A fronteggiare la deriva dei principi e valori cristiani d'Occidente non era, secondo Chesterton, il mondo politico diplomatico ed istituzionale ma due personaggi che incarnavano il senso comune ed il desiderio di lottare per la verità e la difesa della legge naturale: un coraggioso marinaio irlandese, Patrick Dalroy, e un oste, Humphrey Pumph, titolare dell'insegna della "Vecchia Nave", che diventerà l'Osteria Volante. La fine dell'Isola degli Ulivi è decretata da quell'audace ed impertinente marinaio, che non accetta di negoziare in quel modo la pace per l'Europa e che sradica quegli ulivi, simboli illusori di una pace traditrice ed inerme e che fronteggiando i responsabili politici e culturali di quei patti meschini innalza il proprio ramoscello d'ulivo sulle loro teste: "Ecco il mio ramoscello d'ulivo – disse Dalroy, facendo vacillare l'albero sradicato che si abbatté sull'intera adunanza- un ramoscello d'ulivo più glorioso della mia spada ed anche più pesante…Adesso me ne posso andare. Ho visto qualcosa, oggi, che è peggio della morte: si chiama Pace". Dalroy aveva sentito aleggiare apparenti riflessioni, che oggigiorno potrebbero richiamare all'omologazione forzata del Pensiero Unico: "Penso che ormai un unico pensiero ci accomuni…penso che ormai tutti noi convergiamo su un'unica idea: la pace deve essere radicale quanto la guerra". Secondo lo scrittore cattolico londinese l'osteria volante rappresentava l'ultima estrema difesa, un grande valoroso baluardo contro il fiume dell'illogicità umana che continuava imperterrito il suo corso. 

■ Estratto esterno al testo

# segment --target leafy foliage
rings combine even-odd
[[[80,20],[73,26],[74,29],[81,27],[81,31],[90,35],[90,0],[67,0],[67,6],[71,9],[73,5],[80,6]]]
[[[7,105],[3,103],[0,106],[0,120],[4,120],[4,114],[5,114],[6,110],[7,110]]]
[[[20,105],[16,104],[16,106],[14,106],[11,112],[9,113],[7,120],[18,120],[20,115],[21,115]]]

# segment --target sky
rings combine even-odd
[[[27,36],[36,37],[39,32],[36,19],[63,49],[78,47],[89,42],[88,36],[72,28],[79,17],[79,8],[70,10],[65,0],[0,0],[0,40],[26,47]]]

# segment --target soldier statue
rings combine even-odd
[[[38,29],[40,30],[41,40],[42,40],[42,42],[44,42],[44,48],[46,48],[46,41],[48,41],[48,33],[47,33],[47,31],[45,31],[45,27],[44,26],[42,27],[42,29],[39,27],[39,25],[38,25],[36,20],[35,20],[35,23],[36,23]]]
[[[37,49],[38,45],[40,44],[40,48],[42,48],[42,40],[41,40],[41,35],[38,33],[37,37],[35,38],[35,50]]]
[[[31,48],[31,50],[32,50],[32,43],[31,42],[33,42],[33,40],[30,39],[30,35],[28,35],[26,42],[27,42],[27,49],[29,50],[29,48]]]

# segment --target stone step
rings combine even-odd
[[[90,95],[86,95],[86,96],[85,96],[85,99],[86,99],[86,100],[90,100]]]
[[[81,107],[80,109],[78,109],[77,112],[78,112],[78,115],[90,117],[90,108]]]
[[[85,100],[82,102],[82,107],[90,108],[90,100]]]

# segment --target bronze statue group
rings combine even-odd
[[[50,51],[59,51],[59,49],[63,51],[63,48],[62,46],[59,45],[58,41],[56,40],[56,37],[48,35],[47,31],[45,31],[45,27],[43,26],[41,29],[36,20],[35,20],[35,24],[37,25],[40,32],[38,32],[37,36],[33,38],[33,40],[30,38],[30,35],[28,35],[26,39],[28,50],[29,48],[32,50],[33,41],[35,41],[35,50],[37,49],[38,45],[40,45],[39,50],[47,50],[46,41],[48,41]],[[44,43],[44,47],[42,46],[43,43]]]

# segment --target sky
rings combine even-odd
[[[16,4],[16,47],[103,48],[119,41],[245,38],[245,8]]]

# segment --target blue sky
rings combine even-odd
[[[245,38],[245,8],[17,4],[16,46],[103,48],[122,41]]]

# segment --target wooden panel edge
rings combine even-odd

Nel 1914 aveva inoltre paventato il pericolo di un falso ecumenismo, come aveva evidenziato nelle parole di Lord Ivywood: "La nostra è un'epoca in cui gli uomini si rendono conto che ogni credo contiene anche per gli altri tesori immensi, che ogni religione ha un segreto per i suoi vicini…se dunque è vero che noi occidentali abbiamo portato qualche lume all'Islam per quello che riguarda valori preziosi come la pace e l'ordine, perché non dire che l'Islam, in cambio, porterà la pace in migliaia di focolari domestici incoraggiandoci ad abolire le calamità che tanto ha fatto per traviare e snaturare le virtù della Cristianità occidentale?". Non voglio prolungarmi oltre nella descrizione di questo incredibile ed attualissimo romanzo, anche per non togliere il fascino della lettura a tutti coloro che non lo conoscessero. Desidero solamente prospettare, con Chesterton, che questa de-cristianizzazione dell'Europa non porterà ad alcun frutto positivo. Chesterton l'aveva denunciato più di un secolo fa e la difesa del sacro vino (simboleggiato dal barilotto di rhum portato in giro come vessillo anti-islam da Patrick Dalroy e da Humphrey Pump) è ancora sotto i nostri occhi ad ammonirci ed a chiederci: "Cosa stiamo facendo? Stiamo difendendo la Vecchia Nave, l'Osteria Volante?".